TomTom: Privacy Please
TomTom's earnings call at 9 a.m. this morning should be an attention grabber coming, as it does, on the heels of selling off its telematics division for €910M, or a little over $1B. TomTom CEO Harold Goddijn was evasive in the last earnings call regarding the company's plans for the proceeds.
SeekingAlpha reported the essential exchange between Goddijn and Francois-Xavier Bouvignies, equity research analyst at UBS Investment Bank, as follows:
Fran?ois-Xavier Bouvignies
"Okay. And just another one on telematics, against more on the strategic side and more long-term. The question I had is, why now? Because you said that you have a lot of interest – and correct me if I’m wrong – it has always been an interesting assets. So, I would be surprised that you have much more interest than in the past.

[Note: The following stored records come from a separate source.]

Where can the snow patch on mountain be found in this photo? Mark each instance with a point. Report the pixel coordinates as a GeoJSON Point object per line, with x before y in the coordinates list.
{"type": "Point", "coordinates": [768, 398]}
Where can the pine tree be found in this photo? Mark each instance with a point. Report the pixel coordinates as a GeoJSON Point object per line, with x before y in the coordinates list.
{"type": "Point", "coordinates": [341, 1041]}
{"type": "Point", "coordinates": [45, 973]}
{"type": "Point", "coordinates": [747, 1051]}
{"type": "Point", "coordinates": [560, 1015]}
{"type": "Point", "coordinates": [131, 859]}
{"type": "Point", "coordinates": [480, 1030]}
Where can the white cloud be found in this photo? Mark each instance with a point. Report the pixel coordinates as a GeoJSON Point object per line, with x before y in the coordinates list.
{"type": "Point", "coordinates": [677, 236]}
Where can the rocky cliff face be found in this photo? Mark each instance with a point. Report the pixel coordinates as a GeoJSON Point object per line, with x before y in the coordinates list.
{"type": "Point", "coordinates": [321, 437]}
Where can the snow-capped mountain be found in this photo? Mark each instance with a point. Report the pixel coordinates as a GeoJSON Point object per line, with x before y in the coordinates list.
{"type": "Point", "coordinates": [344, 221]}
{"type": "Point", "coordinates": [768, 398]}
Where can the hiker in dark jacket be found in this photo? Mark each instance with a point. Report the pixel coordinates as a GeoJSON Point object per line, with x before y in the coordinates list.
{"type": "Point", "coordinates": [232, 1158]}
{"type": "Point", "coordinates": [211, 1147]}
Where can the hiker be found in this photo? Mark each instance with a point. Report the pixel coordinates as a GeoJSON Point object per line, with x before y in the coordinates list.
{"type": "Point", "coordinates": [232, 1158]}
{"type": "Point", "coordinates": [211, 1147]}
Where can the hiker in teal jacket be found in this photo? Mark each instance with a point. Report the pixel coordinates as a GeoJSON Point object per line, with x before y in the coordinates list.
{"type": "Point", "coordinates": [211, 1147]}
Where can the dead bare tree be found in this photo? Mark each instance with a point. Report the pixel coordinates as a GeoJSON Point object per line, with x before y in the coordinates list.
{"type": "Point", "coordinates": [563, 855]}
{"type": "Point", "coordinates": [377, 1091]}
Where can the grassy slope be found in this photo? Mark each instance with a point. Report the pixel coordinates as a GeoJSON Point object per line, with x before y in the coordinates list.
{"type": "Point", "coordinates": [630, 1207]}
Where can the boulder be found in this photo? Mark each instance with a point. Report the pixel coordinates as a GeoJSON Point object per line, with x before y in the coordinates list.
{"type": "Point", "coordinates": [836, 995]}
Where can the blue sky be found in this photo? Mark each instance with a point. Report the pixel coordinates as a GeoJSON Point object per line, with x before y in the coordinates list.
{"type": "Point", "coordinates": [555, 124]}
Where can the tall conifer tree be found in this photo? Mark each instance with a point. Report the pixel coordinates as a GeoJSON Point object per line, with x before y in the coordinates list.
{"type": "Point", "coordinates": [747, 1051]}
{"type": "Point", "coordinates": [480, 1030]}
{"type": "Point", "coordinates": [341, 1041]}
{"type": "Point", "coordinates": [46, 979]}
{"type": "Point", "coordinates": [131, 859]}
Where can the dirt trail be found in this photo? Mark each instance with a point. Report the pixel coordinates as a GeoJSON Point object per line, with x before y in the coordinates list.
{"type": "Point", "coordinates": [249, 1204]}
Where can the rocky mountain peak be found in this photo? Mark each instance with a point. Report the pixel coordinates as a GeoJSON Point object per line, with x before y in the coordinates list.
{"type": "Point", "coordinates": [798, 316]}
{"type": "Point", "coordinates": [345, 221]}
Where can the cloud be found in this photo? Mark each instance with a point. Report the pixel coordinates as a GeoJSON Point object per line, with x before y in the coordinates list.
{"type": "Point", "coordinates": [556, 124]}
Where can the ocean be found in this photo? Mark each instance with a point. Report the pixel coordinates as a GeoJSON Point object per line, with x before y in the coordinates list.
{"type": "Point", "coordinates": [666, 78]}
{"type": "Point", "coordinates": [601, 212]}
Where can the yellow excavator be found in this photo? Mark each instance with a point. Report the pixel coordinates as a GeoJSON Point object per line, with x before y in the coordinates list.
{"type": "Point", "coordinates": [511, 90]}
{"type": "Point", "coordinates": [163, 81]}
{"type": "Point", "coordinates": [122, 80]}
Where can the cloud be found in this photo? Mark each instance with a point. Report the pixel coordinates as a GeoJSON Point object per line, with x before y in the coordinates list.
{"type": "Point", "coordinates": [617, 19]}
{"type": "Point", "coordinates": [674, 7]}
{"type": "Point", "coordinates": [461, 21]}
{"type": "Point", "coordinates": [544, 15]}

"And the second part of the question is, if you do something with it the potential sale, which is a part of the options, I guess, what to do with the money because you will have more than €200 million net cash on your balance sheet at the end of the year, assuming a proceed of this telematics. I guess it will be a lot of money. So, just what’s the plan?"
Harold Goddijn
"Yeah. So, we’ve always been aware, of course, that telematics was a valuable asset. And we have had, as you say, inbound calls for a number of years. We’ve always looked at –carefully, we looked at again beginning of this year. We had some strategic review. We looked at further opportunities for synergy, and we came to the view that this was probably the right time to have another look. It’s a larger business now than a couple of years ago, reaching €200 million in revenue at some point. It’s growing. We completely renewed it. It’s in tip-top shape. We renewed a whole software suite. It’s ready for further growth. And I think by separating the business, it becomes – TomTom will be comfortable. So, a clearer story and a more focused business that is easier to operate and perhaps also easier to explain what it is we’re doing. So, I think it's the right thing to do it now. It’s got now the scale, the market-leading position in all the – most of the European countries where we are operating. And I think it’s the right moment to make that move.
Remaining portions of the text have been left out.